20 Aralık 1920’de, Fransa’nın başkenti Paris’te, Türkiye üzerinde emperyalist çıkarları olan Avrupalı ülkelerin desteğiyle bir kurultay düzenletildi. Bu kurultaya ermeniler, kürtler, yunanlılar katıldı ve kurultayda, “Türklere karşı ortak eylem kararı” alındı.
Başbakanlık ve İçişleri Bakanlığı yapmış olan Sait Halim Paşa, faşist-ırkçı ermeni katiller tarafından 6 Aralık 1921 Salı günü (Bazı kaynaklar ölüm tarihini 7 Aralık 1921 olarak veriyor), Roma’da katledildi. Türkiye’ye getirilen naaşı, Sultan Mahmud Türbesi bahçesine defnedildi.
İttihad ve Terakki’nin liderlerinden Bahriye Bakanlığı ve 4. Ordu Komutanlığı yapmış Cemal Paşa ile iki yaveri jandarma teğmeni Süreyya Bey ve bahriye binbaşısı Nusret Bey, Karakin Layayan ve Sergo Vartanyan adlı faşist-ırkçı iki Ermeni katil tarafından 21 Temmuz 1922 Cuma günü akşamı, Tiflis’te silahlı saldırı sonucu katledildi.
Cemal Paşa’nın cenazesi trenle Türkiye’ye getirildi ve Erzurum’a götürülüp Kars Kapısı’ndaki şehitliğe defnedildi.
Adli Tıp Profesörü, Şurayı Ümmet gazetesini çıkarmış olan İttihad ve Terakki’nin liderlerinden Tabip Bahaettin Şakir Bey ile Hukuk Mektebi müdürlüğü, Trabzon, Bursa ve Konya valiliği, Çorum ve Preveze mebusluğu yapmış olan Azmi Bey (Mehmet Cemal), katiller tarafından, 17 Nisan 1922 Pazartesi günü, Berlin’de katledildi.
Talat, Cemal ve Sait Halim Paşa’yı öldüren katiller, kahraman olarak tanıtıldı.
Birinci Dünya Savaşı sırasında ermeni cinayet şebekelerinin ve katillerinin yaptığı bütün vahşetlerine, soykırımlarına ve ihanetlerine rağmen, Türkler, savaştan sonra ermenilere her türlü yardımı yapmışlardır.
Alman General Schellendorf Von Bronsart, bunu şöyle belirtmektedir, “Türkler, kendilerine dokunulmadığı takdirde, başka dinlerden olanlara karşı, dünyanın en hoş görülü insanlarıdır.”
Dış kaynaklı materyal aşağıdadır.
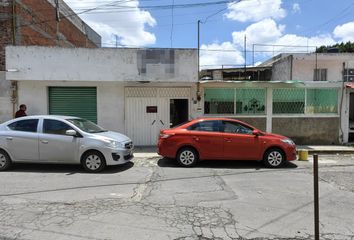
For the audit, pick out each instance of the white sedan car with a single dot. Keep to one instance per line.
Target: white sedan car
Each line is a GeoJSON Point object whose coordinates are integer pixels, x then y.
{"type": "Point", "coordinates": [62, 139]}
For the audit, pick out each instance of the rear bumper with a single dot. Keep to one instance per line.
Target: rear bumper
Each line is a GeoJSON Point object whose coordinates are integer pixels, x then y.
{"type": "Point", "coordinates": [290, 152]}
{"type": "Point", "coordinates": [118, 156]}
{"type": "Point", "coordinates": [165, 149]}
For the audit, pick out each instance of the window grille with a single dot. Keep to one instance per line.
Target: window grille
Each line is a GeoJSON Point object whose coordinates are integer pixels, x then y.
{"type": "Point", "coordinates": [320, 74]}
{"type": "Point", "coordinates": [219, 101]}
{"type": "Point", "coordinates": [288, 101]}
{"type": "Point", "coordinates": [321, 101]}
{"type": "Point", "coordinates": [250, 101]}
{"type": "Point", "coordinates": [234, 101]}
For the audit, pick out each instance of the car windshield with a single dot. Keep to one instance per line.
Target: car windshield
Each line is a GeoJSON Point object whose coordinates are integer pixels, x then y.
{"type": "Point", "coordinates": [86, 125]}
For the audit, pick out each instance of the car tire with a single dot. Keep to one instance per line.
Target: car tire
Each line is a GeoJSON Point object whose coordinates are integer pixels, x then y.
{"type": "Point", "coordinates": [5, 160]}
{"type": "Point", "coordinates": [274, 158]}
{"type": "Point", "coordinates": [187, 157]}
{"type": "Point", "coordinates": [93, 161]}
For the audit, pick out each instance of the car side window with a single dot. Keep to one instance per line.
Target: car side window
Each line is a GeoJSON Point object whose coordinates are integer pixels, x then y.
{"type": "Point", "coordinates": [29, 125]}
{"type": "Point", "coordinates": [235, 127]}
{"type": "Point", "coordinates": [205, 126]}
{"type": "Point", "coordinates": [55, 127]}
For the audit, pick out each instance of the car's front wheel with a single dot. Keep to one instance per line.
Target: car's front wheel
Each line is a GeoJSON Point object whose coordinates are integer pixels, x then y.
{"type": "Point", "coordinates": [5, 160]}
{"type": "Point", "coordinates": [274, 158]}
{"type": "Point", "coordinates": [187, 157]}
{"type": "Point", "coordinates": [93, 161]}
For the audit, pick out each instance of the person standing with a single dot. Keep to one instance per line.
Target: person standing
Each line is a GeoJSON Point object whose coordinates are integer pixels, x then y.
{"type": "Point", "coordinates": [22, 111]}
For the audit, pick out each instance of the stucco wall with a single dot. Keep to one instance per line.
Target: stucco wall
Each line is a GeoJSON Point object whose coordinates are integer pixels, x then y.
{"type": "Point", "coordinates": [308, 130]}
{"type": "Point", "coordinates": [281, 70]}
{"type": "Point", "coordinates": [110, 99]}
{"type": "Point", "coordinates": [5, 100]}
{"type": "Point", "coordinates": [116, 65]}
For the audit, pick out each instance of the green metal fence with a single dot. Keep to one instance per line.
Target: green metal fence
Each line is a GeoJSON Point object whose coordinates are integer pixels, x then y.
{"type": "Point", "coordinates": [252, 101]}
{"type": "Point", "coordinates": [234, 101]}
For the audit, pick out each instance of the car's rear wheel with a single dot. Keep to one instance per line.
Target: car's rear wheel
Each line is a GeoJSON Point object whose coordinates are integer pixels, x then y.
{"type": "Point", "coordinates": [187, 157]}
{"type": "Point", "coordinates": [93, 161]}
{"type": "Point", "coordinates": [274, 158]}
{"type": "Point", "coordinates": [5, 160]}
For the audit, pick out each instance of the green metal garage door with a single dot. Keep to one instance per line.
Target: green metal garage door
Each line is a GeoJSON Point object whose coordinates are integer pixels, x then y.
{"type": "Point", "coordinates": [74, 101]}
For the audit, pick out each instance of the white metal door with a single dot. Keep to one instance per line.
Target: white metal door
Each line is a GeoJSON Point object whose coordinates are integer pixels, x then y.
{"type": "Point", "coordinates": [139, 123]}
{"type": "Point", "coordinates": [144, 126]}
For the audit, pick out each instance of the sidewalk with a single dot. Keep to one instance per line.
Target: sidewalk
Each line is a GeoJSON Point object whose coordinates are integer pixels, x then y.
{"type": "Point", "coordinates": [326, 149]}
{"type": "Point", "coordinates": [150, 152]}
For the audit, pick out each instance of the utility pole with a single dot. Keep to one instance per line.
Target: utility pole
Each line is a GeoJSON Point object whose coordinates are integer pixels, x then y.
{"type": "Point", "coordinates": [245, 57]}
{"type": "Point", "coordinates": [198, 97]}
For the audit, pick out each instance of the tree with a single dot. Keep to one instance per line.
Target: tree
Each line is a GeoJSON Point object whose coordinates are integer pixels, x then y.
{"type": "Point", "coordinates": [347, 47]}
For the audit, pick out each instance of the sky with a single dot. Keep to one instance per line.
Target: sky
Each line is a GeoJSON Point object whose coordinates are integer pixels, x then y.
{"type": "Point", "coordinates": [265, 27]}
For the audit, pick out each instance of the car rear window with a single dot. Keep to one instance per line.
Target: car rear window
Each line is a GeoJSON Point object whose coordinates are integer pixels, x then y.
{"type": "Point", "coordinates": [28, 125]}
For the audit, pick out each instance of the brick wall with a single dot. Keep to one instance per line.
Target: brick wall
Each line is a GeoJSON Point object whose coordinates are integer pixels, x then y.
{"type": "Point", "coordinates": [36, 25]}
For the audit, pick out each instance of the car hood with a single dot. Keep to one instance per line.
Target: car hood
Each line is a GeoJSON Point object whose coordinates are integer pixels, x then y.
{"type": "Point", "coordinates": [110, 135]}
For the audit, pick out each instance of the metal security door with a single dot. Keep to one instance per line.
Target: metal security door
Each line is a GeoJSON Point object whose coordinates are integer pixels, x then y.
{"type": "Point", "coordinates": [147, 111]}
{"type": "Point", "coordinates": [141, 124]}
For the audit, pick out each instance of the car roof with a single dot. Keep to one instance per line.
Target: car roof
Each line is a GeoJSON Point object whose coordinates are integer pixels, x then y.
{"type": "Point", "coordinates": [214, 118]}
{"type": "Point", "coordinates": [59, 117]}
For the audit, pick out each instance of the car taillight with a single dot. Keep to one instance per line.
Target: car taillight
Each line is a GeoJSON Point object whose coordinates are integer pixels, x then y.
{"type": "Point", "coordinates": [164, 135]}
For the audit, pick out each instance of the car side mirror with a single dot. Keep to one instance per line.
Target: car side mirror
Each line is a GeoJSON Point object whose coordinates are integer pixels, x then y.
{"type": "Point", "coordinates": [71, 133]}
{"type": "Point", "coordinates": [256, 132]}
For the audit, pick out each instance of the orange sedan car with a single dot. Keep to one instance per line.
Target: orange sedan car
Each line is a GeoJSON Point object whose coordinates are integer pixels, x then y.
{"type": "Point", "coordinates": [224, 138]}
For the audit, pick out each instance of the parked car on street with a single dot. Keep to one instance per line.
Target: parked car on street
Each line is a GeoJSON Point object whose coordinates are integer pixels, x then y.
{"type": "Point", "coordinates": [223, 138]}
{"type": "Point", "coordinates": [62, 139]}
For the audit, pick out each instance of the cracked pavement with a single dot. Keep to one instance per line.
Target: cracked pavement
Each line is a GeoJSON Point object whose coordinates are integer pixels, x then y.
{"type": "Point", "coordinates": [153, 198]}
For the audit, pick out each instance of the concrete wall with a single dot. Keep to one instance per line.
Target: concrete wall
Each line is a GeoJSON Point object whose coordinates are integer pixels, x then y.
{"type": "Point", "coordinates": [117, 65]}
{"type": "Point", "coordinates": [5, 100]}
{"type": "Point", "coordinates": [308, 130]}
{"type": "Point", "coordinates": [110, 99]}
{"type": "Point", "coordinates": [281, 69]}
{"type": "Point", "coordinates": [260, 123]}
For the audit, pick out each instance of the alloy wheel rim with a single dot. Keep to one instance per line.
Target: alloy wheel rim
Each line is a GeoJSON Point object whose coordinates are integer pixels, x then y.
{"type": "Point", "coordinates": [187, 157]}
{"type": "Point", "coordinates": [93, 162]}
{"type": "Point", "coordinates": [2, 160]}
{"type": "Point", "coordinates": [275, 158]}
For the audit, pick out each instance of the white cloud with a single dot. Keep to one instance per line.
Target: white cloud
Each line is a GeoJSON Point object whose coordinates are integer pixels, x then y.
{"type": "Point", "coordinates": [296, 8]}
{"type": "Point", "coordinates": [266, 32]}
{"type": "Point", "coordinates": [129, 26]}
{"type": "Point", "coordinates": [215, 55]}
{"type": "Point", "coordinates": [263, 32]}
{"type": "Point", "coordinates": [345, 32]}
{"type": "Point", "coordinates": [255, 10]}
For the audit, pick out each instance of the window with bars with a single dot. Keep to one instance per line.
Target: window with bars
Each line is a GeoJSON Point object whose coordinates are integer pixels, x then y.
{"type": "Point", "coordinates": [321, 101]}
{"type": "Point", "coordinates": [320, 74]}
{"type": "Point", "coordinates": [234, 101]}
{"type": "Point", "coordinates": [288, 101]}
{"type": "Point", "coordinates": [309, 101]}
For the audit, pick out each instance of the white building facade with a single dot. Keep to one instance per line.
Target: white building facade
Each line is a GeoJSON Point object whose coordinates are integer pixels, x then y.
{"type": "Point", "coordinates": [132, 91]}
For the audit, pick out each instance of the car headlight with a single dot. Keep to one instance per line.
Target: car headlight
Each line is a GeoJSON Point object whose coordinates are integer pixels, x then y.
{"type": "Point", "coordinates": [288, 141]}
{"type": "Point", "coordinates": [114, 144]}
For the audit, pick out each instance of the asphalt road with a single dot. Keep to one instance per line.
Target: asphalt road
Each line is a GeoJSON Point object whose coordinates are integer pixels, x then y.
{"type": "Point", "coordinates": [153, 198]}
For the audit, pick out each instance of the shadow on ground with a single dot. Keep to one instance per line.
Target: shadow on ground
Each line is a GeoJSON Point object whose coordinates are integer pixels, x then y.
{"type": "Point", "coordinates": [65, 168]}
{"type": "Point", "coordinates": [227, 164]}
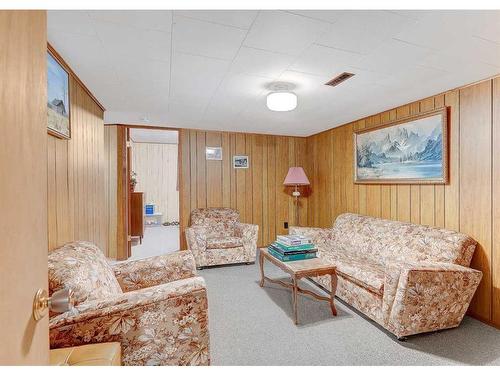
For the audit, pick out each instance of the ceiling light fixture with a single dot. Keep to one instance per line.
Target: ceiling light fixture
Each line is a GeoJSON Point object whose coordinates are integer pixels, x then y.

Osmanlı İmparatorluğu, özellikle XVI. yüzyıldan itibaren çöküş dönemine girdikten sonra hem dışarda hem içerde son gününe kadar süren bir sıcak savaşın içinde olmuştur.
Üç kıtada, egemenliğini sürdürdüğü dönemde Osmanlı İmparatorluğu sınırları içinde çeşitli etnik toplulukları, dinsel inançları yaşayışları barındırmaktaydı.
Türk toplumu suskun kaldıkça, hoş görülü olunca, barış içinde bir arada yaşama düşünceleriyle iyi niyetle davranıp, hareket ettikçe Türkiye düşmanı diğer bazı faşist-ırkçı topluluklar, inadına kin ve nefret tohumlarını artırarak, bunu besleyerek sürekli saldırı yapmaktadır.
7 Ekim 2000 Cumartesi günü gecesi, “Kanal 6” Televizyonunda, yayınlanan, “Ceviz Kabuğu” programına katılan Celal Bayar Üniversitesi Tarih Bölümü Başkanı Mehmet Çelik, “Bir kısım ermeninin Türklere yönelik kinlerini anlatan 26 bin kitap yazmış olduklarını, Türklerin ise bu konuda 26 tane bile kitap yazmadığını” açıkladı.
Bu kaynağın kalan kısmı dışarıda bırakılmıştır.